“I became very happy. When I got to school, it was my whole world,” she says.
Afghani was in fifth grade when the fighting between the mujahideen and the Soviet Union became so fierce that her family left Afghanistan for Pakistan. In Peshawar, she enrolled in master’s-level classes in Islamic studies and began learning Arabic. Once there, she came to see an Islam that was not what she had been familiar with.
“When I started learning Arabic and studying by myself, I found out that Islam is totally different from what my family was saying, what my environment was teaching,” she says.
“Everything was always a discrimination in our family,” says Afghani, who observed how her brothers behaved with their wives. “They were educated women, but my brothers stopped them from continuing their education and working,” she recounts. “I thought, if [my brothers] can go outside, why not my sisters-in-law?”
After 2001, when the Taliban were ousted from power in Afghanistan, scores of refugees started returning to the country, Afghani among them.
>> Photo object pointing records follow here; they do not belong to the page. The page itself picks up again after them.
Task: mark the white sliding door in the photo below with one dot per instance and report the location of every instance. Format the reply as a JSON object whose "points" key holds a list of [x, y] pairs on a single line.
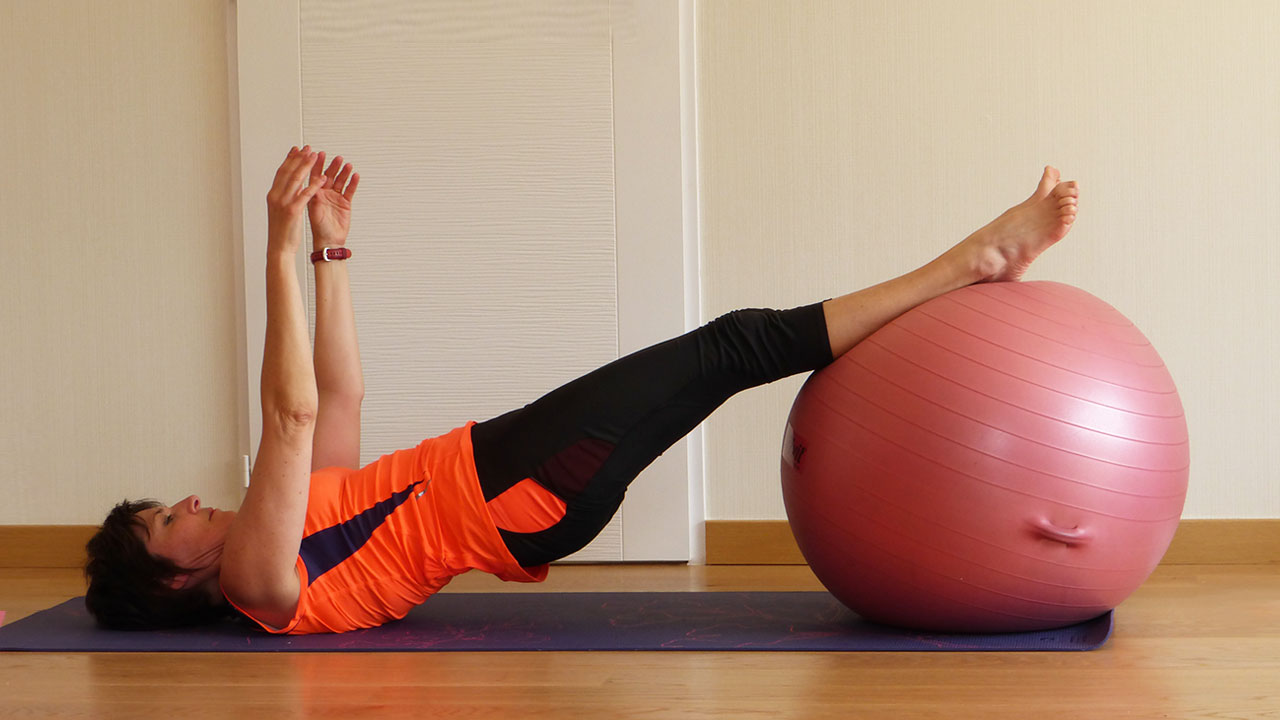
{"points": [[494, 254]]}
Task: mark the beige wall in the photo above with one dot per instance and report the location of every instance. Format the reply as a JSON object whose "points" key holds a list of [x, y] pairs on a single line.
{"points": [[840, 142], [846, 141], [118, 300]]}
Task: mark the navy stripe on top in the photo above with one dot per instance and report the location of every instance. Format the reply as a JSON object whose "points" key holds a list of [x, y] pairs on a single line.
{"points": [[324, 550]]}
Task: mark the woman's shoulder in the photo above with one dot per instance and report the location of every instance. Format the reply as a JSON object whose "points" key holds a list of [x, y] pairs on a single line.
{"points": [[272, 606]]}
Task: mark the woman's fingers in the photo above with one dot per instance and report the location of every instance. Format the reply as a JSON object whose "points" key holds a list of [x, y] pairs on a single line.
{"points": [[351, 187], [341, 180]]}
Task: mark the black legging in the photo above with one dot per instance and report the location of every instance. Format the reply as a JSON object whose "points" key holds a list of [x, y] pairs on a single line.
{"points": [[588, 440]]}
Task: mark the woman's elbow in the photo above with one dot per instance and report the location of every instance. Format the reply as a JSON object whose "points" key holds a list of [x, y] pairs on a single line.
{"points": [[291, 417]]}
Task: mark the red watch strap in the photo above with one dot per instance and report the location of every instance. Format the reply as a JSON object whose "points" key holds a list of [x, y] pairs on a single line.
{"points": [[330, 254]]}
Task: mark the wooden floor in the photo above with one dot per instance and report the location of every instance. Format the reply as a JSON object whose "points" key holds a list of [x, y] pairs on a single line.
{"points": [[1193, 642]]}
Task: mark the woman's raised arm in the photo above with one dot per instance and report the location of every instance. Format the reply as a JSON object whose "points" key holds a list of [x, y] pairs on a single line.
{"points": [[337, 355], [257, 570]]}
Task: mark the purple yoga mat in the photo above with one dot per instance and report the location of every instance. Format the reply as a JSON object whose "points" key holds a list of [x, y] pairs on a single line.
{"points": [[561, 621]]}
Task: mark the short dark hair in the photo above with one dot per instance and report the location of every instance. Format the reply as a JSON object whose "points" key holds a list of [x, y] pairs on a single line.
{"points": [[128, 587]]}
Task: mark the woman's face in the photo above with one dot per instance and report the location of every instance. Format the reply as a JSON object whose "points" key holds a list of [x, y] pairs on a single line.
{"points": [[188, 536]]}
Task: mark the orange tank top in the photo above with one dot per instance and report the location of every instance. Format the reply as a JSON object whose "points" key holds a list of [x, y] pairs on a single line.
{"points": [[379, 541]]}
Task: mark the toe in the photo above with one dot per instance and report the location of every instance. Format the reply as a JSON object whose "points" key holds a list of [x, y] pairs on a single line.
{"points": [[1047, 181]]}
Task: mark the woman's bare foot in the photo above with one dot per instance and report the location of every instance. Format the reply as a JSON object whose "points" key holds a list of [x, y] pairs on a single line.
{"points": [[1005, 247]]}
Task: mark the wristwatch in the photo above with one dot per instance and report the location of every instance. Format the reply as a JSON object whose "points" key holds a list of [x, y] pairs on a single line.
{"points": [[330, 254]]}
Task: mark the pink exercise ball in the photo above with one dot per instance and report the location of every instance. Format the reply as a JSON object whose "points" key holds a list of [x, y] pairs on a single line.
{"points": [[1009, 456]]}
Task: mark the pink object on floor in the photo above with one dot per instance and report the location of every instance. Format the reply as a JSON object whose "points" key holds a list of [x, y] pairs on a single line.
{"points": [[1009, 456]]}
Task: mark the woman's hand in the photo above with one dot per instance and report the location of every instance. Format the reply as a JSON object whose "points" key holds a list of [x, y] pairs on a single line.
{"points": [[330, 208], [288, 196]]}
She began setting up women’s centers where literacy was taught.
But when the project was taken to Afghani’s native Ghazni province, she ran into problems with the community – especially the imams of the mosques. She decided to invite one of the imams to her center, but he was embarrassed to meet a woman and said he wished nobody would find out. Afghani couldn’t believe his attitude: “I thought, my God, what is this?” But she chose to take a respectful approach and explained that she was educating women about Islam. “I said, ‘If you can find a single verse from the Quran or the hadith that education is bad, then I’ll stop right now and hand over the key of this center to you.’ ”
Slowly, she says, the imam became impressed with Afghani’s knowledge of Islam, and he started encouraging men to let their wives and daughters go to the center. Suddenly, the space was crowded with women hungry for education.
In 2008, Afghani was invited to a conference in Malaysia organized by the Women’s Islamic Initiative in Spirituality and Equality (WISE), a network for Muslim women. There she learned about a Filipina woman who was writing Friday sermons for imams about women’s rights. This gave Afghani the idea about gender-sensitivity training for imams. With the support of WISE and female Muslim scholars, “we developed a manual for the training,” she says.